“I Erase Your Voice”: ICE Agents Threaten People After Alex Pretti
Getting away with killing civilians appears to have emboldened federal immigration agents.

Federal officers stationed in Minnesota don’t seem to be interested in lowering the temperature.
An ICE agent issued a chilling warning to a legal observer Tuesday, informing them that if “you raise your voice, I will erase your voice.”
“Are you serious? You said if I raise my voice, you will erase my voice?” the observer asked incredulously.
“Yes, exactly,” the agent responded.
ICE agent threatens someone in Minnesota:
— Prem Thakker (@prem_thakker) January 27, 2026
“You raise your voice, I erase your voice.”
From @MinnMaxShow: pic.twitter.com/uHJa28QV2Q
Within the last three weeks, agents with ICE and Customs and Border Protection have shot and killed two U.S. citizens: Veterans Affairs ICU nurse Alex Pretti and award-winning poet Renee Nicole Good.
The agencies have also deported people from the U.S. without due process, ripped children from their parents, and ushered thousands of untrained agents into cities and neighborhoods where they are not wanted.
A CBS News poll published days before Pretti’s killing on Saturday in Minneapolis found that 61 percent of surveyed Americans felt that ICE agents were “too tough” when stopping and detaining people.
In the face of ICE’s seemingly endless violence, thousands of Minnesotans have risen up in protest, creating a call for change so loud that even Washington couldn’t ignore it.
By Monday, Donald Trump had unveiled a new plan for Minnesota in a flailing Hail Mary attempt to salvage his increasingly unpopular immigration agenda. In a post on Truth Social, Trump announced that border czar Tom Homan would be shipped to Minnesota to run ICE and CBP. Customs and Border Protection boss Greg Bovino, on the other hand, got the boot.

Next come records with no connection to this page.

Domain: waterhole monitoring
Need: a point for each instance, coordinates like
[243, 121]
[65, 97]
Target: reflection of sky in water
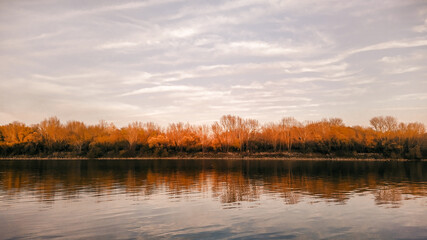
[146, 201]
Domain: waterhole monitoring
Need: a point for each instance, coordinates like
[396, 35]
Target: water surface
[212, 199]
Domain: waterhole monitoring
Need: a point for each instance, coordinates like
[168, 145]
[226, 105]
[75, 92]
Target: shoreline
[220, 158]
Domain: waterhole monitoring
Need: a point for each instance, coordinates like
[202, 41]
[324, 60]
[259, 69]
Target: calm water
[212, 199]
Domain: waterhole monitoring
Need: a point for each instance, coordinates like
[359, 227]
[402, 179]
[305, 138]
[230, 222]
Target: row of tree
[386, 136]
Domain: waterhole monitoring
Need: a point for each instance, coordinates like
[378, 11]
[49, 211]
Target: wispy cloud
[174, 60]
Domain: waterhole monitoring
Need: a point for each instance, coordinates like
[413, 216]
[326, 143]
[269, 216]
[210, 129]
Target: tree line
[386, 137]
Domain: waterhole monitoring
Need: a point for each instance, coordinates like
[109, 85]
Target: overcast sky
[194, 61]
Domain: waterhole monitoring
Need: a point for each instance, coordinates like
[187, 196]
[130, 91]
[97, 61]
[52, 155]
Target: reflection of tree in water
[227, 181]
[388, 195]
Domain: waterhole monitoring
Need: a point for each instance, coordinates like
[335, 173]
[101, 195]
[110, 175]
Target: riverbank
[285, 156]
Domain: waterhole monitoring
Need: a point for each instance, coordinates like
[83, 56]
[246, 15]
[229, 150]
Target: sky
[194, 61]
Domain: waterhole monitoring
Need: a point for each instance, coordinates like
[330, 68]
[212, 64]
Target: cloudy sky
[194, 61]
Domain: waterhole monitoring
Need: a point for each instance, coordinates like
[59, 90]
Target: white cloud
[162, 89]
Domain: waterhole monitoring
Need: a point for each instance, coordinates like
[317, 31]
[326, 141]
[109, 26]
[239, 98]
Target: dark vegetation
[231, 136]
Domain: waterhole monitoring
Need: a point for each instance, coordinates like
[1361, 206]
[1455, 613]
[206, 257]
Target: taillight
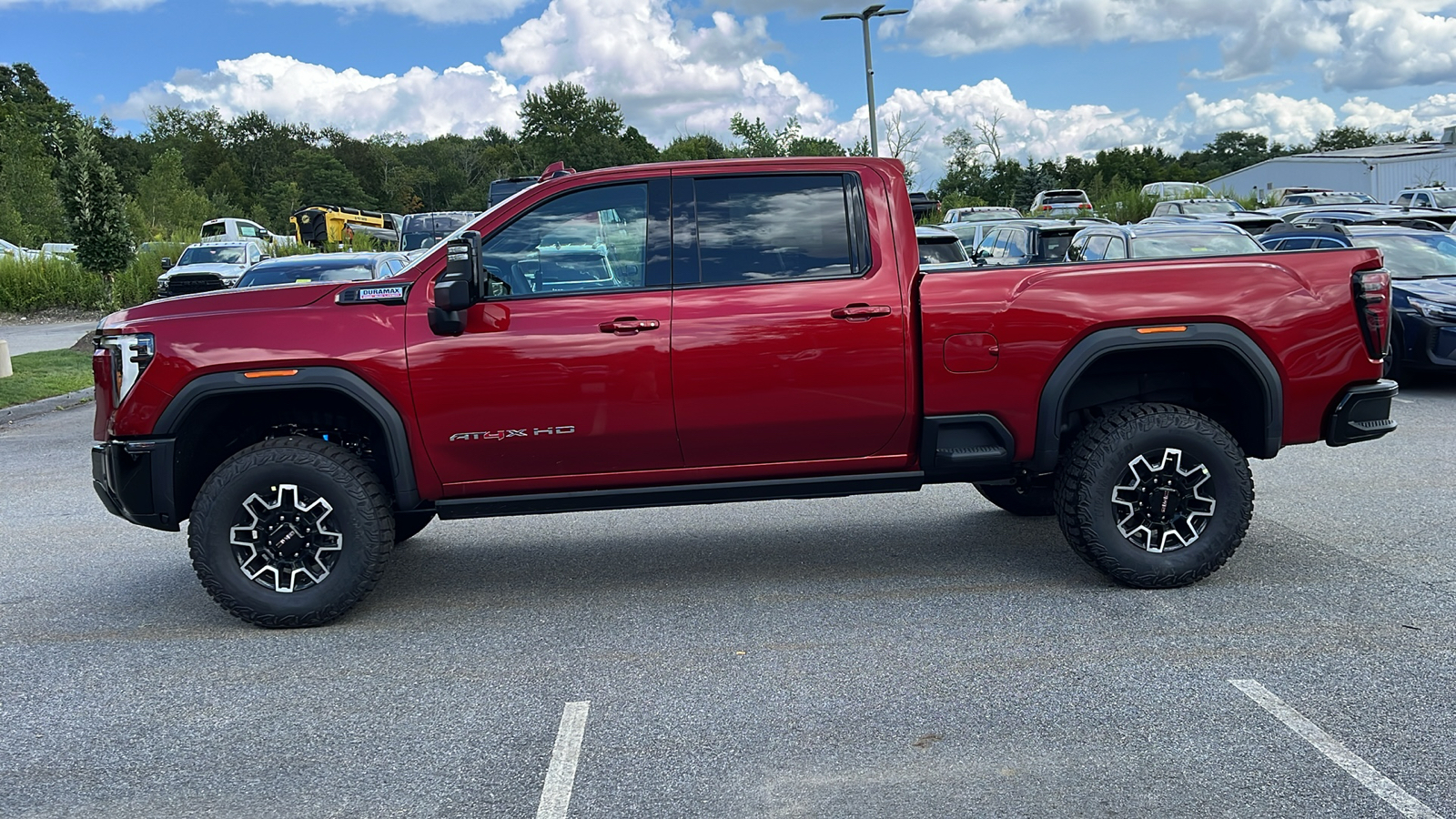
[1372, 292]
[127, 358]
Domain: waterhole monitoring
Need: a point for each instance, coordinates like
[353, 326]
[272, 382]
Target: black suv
[1421, 259]
[1030, 241]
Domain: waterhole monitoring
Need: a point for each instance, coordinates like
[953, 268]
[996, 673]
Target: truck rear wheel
[1026, 501]
[290, 532]
[1155, 496]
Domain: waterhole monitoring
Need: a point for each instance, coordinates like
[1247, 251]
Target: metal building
[1380, 171]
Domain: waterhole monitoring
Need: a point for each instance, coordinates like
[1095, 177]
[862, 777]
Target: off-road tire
[1030, 501]
[1106, 457]
[357, 522]
[411, 523]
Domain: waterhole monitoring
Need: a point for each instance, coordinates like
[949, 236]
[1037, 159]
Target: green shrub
[1125, 206]
[41, 283]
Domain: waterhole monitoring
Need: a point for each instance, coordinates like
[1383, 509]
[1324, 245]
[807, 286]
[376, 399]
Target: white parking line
[1339, 753]
[562, 771]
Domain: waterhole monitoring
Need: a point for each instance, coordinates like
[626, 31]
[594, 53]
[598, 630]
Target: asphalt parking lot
[881, 656]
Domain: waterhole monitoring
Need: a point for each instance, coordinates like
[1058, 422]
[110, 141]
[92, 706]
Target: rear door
[788, 329]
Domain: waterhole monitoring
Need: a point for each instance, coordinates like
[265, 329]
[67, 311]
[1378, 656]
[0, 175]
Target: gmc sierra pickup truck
[723, 331]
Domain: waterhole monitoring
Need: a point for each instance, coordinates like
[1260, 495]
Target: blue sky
[1056, 76]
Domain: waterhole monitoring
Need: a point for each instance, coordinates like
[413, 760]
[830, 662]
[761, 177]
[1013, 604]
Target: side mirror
[459, 286]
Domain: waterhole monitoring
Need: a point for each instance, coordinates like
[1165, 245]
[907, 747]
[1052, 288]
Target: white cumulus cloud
[465, 99]
[1356, 44]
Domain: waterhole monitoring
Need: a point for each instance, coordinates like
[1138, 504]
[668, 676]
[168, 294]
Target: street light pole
[877, 11]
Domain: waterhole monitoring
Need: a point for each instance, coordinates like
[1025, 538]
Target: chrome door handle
[861, 312]
[628, 325]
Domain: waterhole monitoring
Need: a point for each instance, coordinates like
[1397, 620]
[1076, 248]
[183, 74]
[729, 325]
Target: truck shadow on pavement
[743, 551]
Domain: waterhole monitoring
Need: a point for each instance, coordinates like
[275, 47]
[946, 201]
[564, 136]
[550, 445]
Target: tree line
[65, 177]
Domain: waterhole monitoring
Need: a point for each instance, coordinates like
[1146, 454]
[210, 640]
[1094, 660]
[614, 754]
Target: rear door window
[776, 228]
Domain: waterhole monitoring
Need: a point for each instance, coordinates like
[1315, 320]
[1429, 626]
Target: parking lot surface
[921, 654]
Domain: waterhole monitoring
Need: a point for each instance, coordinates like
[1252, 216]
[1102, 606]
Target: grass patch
[43, 375]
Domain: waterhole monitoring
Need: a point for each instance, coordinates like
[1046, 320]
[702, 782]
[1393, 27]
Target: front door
[564, 370]
[788, 334]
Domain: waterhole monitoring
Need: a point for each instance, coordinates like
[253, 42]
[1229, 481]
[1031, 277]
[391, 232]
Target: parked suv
[1067, 200]
[1423, 285]
[207, 266]
[1028, 241]
[1427, 197]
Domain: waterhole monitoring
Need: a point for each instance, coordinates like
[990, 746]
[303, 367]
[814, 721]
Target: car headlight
[1434, 309]
[130, 356]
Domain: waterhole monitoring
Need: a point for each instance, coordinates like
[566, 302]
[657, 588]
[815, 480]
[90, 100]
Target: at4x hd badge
[526, 433]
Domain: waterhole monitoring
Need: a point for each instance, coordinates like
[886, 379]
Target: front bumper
[135, 481]
[1363, 413]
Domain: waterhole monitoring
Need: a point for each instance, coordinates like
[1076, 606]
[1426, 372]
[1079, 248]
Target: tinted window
[1055, 245]
[1016, 242]
[1302, 244]
[774, 228]
[1194, 245]
[584, 241]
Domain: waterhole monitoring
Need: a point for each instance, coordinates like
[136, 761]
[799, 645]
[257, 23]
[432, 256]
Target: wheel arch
[1101, 369]
[228, 397]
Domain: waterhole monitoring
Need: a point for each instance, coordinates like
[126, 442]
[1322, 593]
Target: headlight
[130, 356]
[1434, 309]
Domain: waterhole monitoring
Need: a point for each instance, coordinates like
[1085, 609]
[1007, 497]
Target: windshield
[211, 256]
[1194, 245]
[943, 252]
[1414, 257]
[1212, 207]
[417, 229]
[298, 273]
[986, 215]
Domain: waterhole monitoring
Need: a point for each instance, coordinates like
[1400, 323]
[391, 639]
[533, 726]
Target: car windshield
[986, 215]
[417, 230]
[211, 256]
[1340, 198]
[1213, 207]
[298, 273]
[1194, 245]
[1414, 257]
[943, 251]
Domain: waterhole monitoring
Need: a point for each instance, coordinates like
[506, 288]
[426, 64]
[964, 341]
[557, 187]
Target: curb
[69, 401]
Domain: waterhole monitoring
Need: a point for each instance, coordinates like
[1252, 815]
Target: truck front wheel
[1155, 496]
[290, 532]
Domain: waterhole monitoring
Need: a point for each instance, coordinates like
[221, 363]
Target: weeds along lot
[57, 281]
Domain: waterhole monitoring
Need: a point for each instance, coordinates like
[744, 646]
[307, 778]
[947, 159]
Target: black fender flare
[1121, 339]
[334, 379]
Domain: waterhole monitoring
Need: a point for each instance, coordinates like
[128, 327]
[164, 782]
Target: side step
[691, 494]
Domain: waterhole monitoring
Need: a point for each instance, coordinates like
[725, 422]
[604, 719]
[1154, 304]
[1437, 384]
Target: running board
[691, 494]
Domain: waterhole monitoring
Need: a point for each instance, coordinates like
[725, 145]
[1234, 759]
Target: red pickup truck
[723, 331]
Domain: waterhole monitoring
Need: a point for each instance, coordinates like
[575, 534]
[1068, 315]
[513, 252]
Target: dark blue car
[1423, 283]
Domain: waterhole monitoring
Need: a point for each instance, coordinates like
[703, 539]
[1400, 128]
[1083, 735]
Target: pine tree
[95, 207]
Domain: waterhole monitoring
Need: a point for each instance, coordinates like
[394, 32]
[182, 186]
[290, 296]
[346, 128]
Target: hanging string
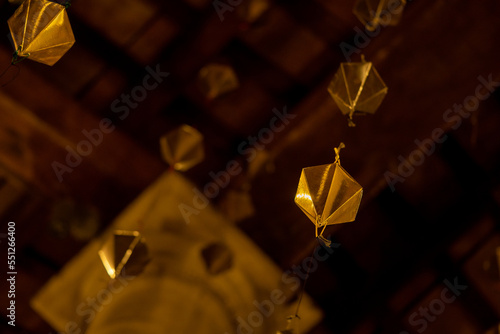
[13, 77]
[337, 152]
[303, 287]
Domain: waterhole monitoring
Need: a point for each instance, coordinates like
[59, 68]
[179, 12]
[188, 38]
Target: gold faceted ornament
[357, 89]
[125, 252]
[328, 195]
[216, 80]
[373, 13]
[182, 148]
[251, 10]
[40, 31]
[292, 326]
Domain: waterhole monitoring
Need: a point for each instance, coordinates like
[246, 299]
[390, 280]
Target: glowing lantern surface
[357, 88]
[328, 195]
[182, 148]
[216, 80]
[40, 30]
[124, 252]
[373, 13]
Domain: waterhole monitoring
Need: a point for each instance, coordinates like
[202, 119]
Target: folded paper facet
[373, 13]
[216, 80]
[182, 148]
[357, 88]
[292, 326]
[124, 252]
[40, 31]
[328, 195]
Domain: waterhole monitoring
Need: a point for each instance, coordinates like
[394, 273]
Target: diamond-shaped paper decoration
[124, 252]
[182, 148]
[357, 88]
[373, 13]
[41, 31]
[216, 80]
[292, 326]
[328, 195]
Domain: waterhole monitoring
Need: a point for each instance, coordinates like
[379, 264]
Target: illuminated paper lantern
[182, 148]
[357, 88]
[292, 326]
[328, 195]
[251, 10]
[373, 13]
[216, 80]
[40, 31]
[124, 252]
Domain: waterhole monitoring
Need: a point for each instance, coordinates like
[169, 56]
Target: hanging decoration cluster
[40, 31]
[125, 252]
[327, 194]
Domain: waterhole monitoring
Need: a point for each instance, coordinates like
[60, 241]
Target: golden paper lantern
[182, 148]
[373, 13]
[357, 89]
[292, 326]
[216, 80]
[124, 252]
[328, 195]
[251, 10]
[40, 31]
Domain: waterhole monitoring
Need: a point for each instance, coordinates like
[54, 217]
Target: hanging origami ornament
[357, 89]
[182, 148]
[125, 252]
[292, 326]
[328, 195]
[40, 31]
[251, 10]
[216, 80]
[373, 13]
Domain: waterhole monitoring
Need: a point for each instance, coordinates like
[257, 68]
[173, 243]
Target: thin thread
[304, 287]
[13, 77]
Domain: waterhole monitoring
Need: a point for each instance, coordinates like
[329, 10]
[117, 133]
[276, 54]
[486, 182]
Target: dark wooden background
[441, 223]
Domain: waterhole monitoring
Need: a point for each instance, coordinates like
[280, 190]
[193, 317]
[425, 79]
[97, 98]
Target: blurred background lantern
[40, 31]
[373, 13]
[182, 148]
[124, 252]
[357, 89]
[216, 80]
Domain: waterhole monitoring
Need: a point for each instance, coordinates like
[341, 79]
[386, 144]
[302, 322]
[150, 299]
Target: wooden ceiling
[440, 223]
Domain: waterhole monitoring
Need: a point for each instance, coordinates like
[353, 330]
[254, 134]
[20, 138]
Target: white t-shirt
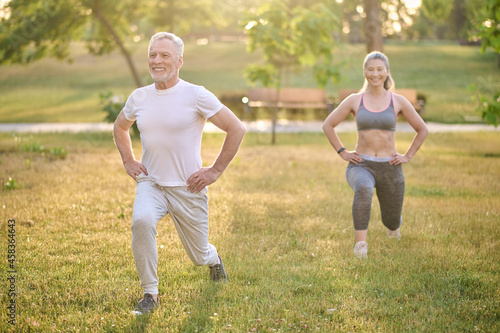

Meanwhile, the president almost immediately threw the de facto leaders of his deportation scheme—namely, DHS Secretary Kristi Noem and Homeland Security adviser Stephen Miller—under the bus in order to save his own skin, attempting to frame himself in front of reporters as a level-headed witness to the ICE killings rather than the primary and active architect of the agency’s recent overreach.